We cannot all mount those heights from whose crest one may look over the Sea of Care, past the Isle of Idleness to the Adventurous Main, but there is joy enough on the lowland. Happy indeed is he who, in his journey of life, has escaped the perils of that false Bohemia, crouching on the frontier, and has found his way to the happy forest, met his own people and drunk of the Fountain of Immortal Youth; for there is the warm, beating, human heart of the True Bohemia!
The Bachelor's Advantage
There are enough who think "a young man married is a young man marred" to cause the bachelor to hesitate before renouncing his liberties, and to fight shy of entanglement as long as possible. If he writes down the "pros" and "cons," like Robinson Crusoe, he will find he has many advantages in his single state that must inevitably be forfeited when he weds.
It is not only that "when I was single my pockets would jingle, I would I were single again"; it is not so much, either, that his play-day will be over and he must "settle down," stop butterfly-lovering to and fro, and gathering the roses as he goes, and have no haunting white face sitting up for him at home to ask him why, and how, and where. This licence, if he be a man of sentiment, he willingly foregoes for the larger possibilities of satisfactory comradeship and sympathy. He can pay double rent and taxes, too, without grumbling; take manfully the shock of surprise when expenses jump with the new establishment; he may be initiated in doctors' fees, and submit debonairly to a thousand restrictions of time, place and opportunity. But more piquant than any of these trials is the discovery that he has lost his old-time place and privilege of welcome as a bachelor--that "come any time" hospitality of his dearest friends. He is saddled with a secondary consideration.
Try as he may, no young man can marry to please his whole acquaintance. The world, for the most part, still looks with patronizing approval upon a girl's wedding so long as she chooses or is chosen by a man not hopelessly impossible. She has embraced an opportunity and usually her mother cultivates a grateful fondness for the son-in-law. If he has a scarcity of amiable traits she will even manufacture them for him, and put them on the market with display. Not so the mother of the groom. She analyses the bride with incisive dissection, and it is hardly possible that any woman shall be found quite worthy to mate with her son. It takes a woman to read women, she says, and the little wife has to make a fight for each step of the road from condescension through complaisance to compliment.
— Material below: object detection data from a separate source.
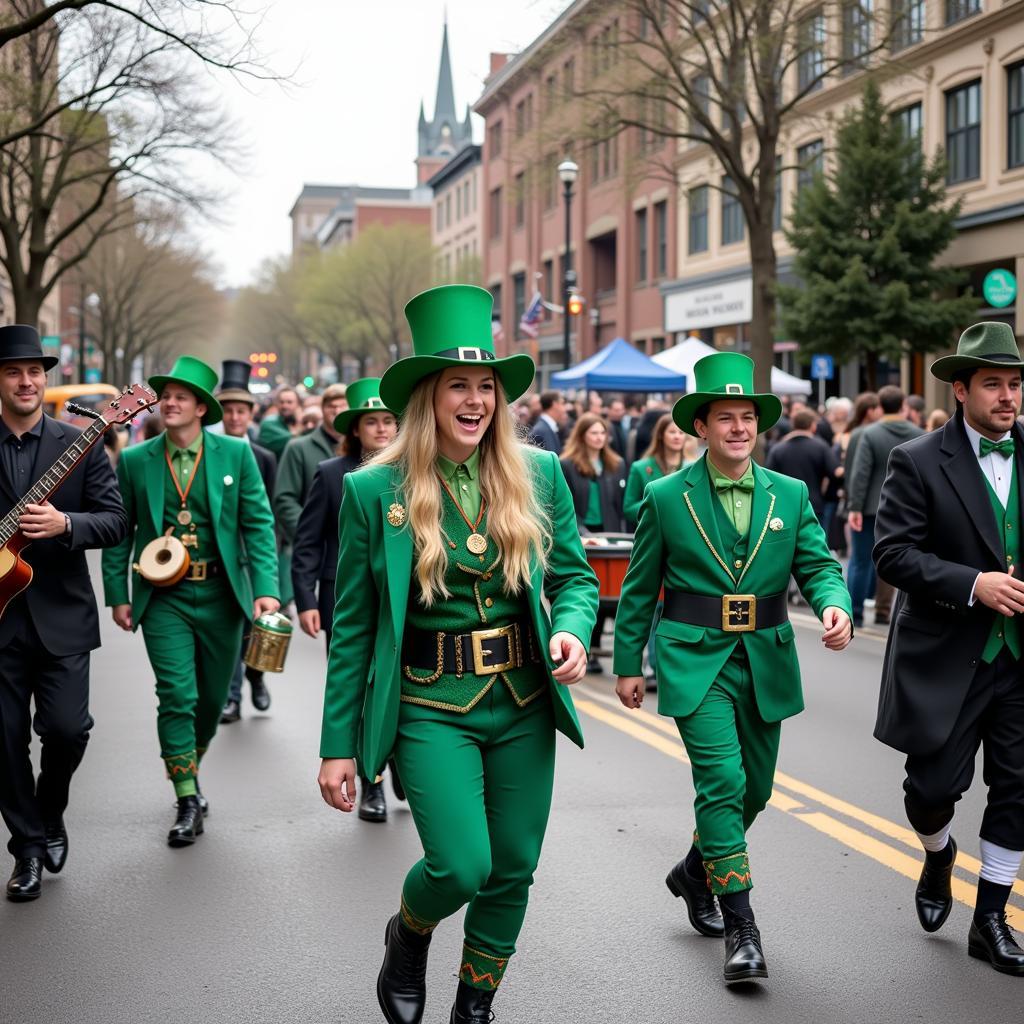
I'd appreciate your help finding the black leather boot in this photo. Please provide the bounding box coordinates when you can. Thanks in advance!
[665,860,725,939]
[167,797,203,847]
[359,779,387,821]
[967,910,1024,976]
[724,911,768,985]
[7,857,43,903]
[449,981,498,1024]
[377,913,430,1024]
[913,836,956,932]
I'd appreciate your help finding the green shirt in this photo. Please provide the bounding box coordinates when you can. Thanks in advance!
[708,457,754,537]
[437,449,480,522]
[164,430,203,490]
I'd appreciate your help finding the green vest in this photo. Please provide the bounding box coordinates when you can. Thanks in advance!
[981,467,1021,665]
[401,494,549,713]
[161,456,218,562]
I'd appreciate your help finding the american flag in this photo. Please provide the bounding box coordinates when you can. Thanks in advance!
[519,291,544,338]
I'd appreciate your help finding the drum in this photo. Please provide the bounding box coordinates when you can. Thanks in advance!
[132,526,191,587]
[242,611,292,672]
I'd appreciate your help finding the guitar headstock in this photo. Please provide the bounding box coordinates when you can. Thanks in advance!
[99,384,160,425]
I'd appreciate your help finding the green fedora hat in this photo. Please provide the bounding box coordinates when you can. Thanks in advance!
[150,355,222,427]
[381,285,537,415]
[672,352,782,437]
[931,321,1024,384]
[334,377,394,434]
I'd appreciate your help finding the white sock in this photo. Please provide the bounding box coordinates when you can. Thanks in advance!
[918,821,953,853]
[978,839,1024,886]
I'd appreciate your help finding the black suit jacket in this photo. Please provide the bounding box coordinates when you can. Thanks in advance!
[529,419,562,455]
[874,414,1024,754]
[292,455,359,614]
[0,416,128,656]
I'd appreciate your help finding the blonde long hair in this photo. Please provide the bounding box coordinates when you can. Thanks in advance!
[370,372,551,607]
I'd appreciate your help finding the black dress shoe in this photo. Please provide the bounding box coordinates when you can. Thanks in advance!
[43,821,68,874]
[7,857,43,903]
[167,797,203,847]
[359,780,387,821]
[913,836,956,932]
[449,981,498,1024]
[377,913,430,1024]
[967,910,1024,976]
[725,913,768,985]
[246,669,270,711]
[387,758,406,800]
[665,860,725,939]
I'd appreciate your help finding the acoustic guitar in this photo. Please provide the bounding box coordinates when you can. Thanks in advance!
[0,384,160,617]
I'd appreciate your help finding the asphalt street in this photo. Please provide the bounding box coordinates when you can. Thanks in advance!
[0,572,1024,1024]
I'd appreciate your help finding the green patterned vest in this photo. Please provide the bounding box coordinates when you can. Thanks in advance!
[981,468,1021,665]
[161,459,217,562]
[401,494,548,713]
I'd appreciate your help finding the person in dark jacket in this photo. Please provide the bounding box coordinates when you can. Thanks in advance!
[292,377,402,821]
[846,384,924,627]
[559,413,626,673]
The young man's friends, too, are exigent, and he soon finds that, though the two have been made one in the sight of law and clergy, society knows no such miraculous algebra. You may squeeze in an extra chair at the dinner table for a desirable and "interesting young man," but to include another lady, and that his wife, requires a tiresome rearrangement. He does not come alone ordinarily, nor would he if asked, and so he drops out of his little world and must set about the creation of a new one. He may have had latch-key privileges at a dozen houses, free to come night or morning, the recipient of many sudden invitations for theatre, supper or country--but that is all over. It is his turn to do the inviting. The table has been well turned when he sits down to meat!
Is it to be wondered at, then, that the bachelor is selfish? He escapes lightly the lesson of compromise; his whole life is a training in egoism, and he makes the most of his desirability, getting usually far more than he gives. He is free to experiment in acquaintance though it goes no farther than innocuous flirtation. He may make friendships for himself and break them at will, lightly dodging the tie. There are hundreds in every city who need go only where they wish, skipping even "duty calls," sure of forgiveness. He may know men and women he cares for, and, through the lack of experience in a life-long intimacy, he may preserve many illusions as to women. If he has an income, or a profession that demands no abode, he can wander "to and fro in the earth and walk up and down in it" free as Satan. He travels the farthest who travels alone.
Still, this cannot go on forever, and his franchise wanes. With the first pang of middle age Nature asserts her imperious demand for permanent companionship. The "cons" grow heavier, and the "pros" more attractive. He sees maid after maid of his younger fancy pass out of the game without regret, but the first sight of the new generation strikes him to the heart. He is "uncled" by more and more adopted nephews and nieces, and the sight of their fresh eyes awakens the immemorial longing in him. And then, suddenly, another "pro" comes upon the list, an undeniable item of importance, throwing its influence so heavily upon the side of marriage that no number of his foolish little "cons" can ever balance the account. He is in love, and there is but one definition for that state. It is the immediate, ravenous, compelling desire for a wife. There is nothing for it but to renounce allegiance to his old friends and become naturalized into a new citizenship.
But though all over town the doors to which he cried "open sesame" bang sullenly to shut him out, he does not notice it if that one portal lets him in!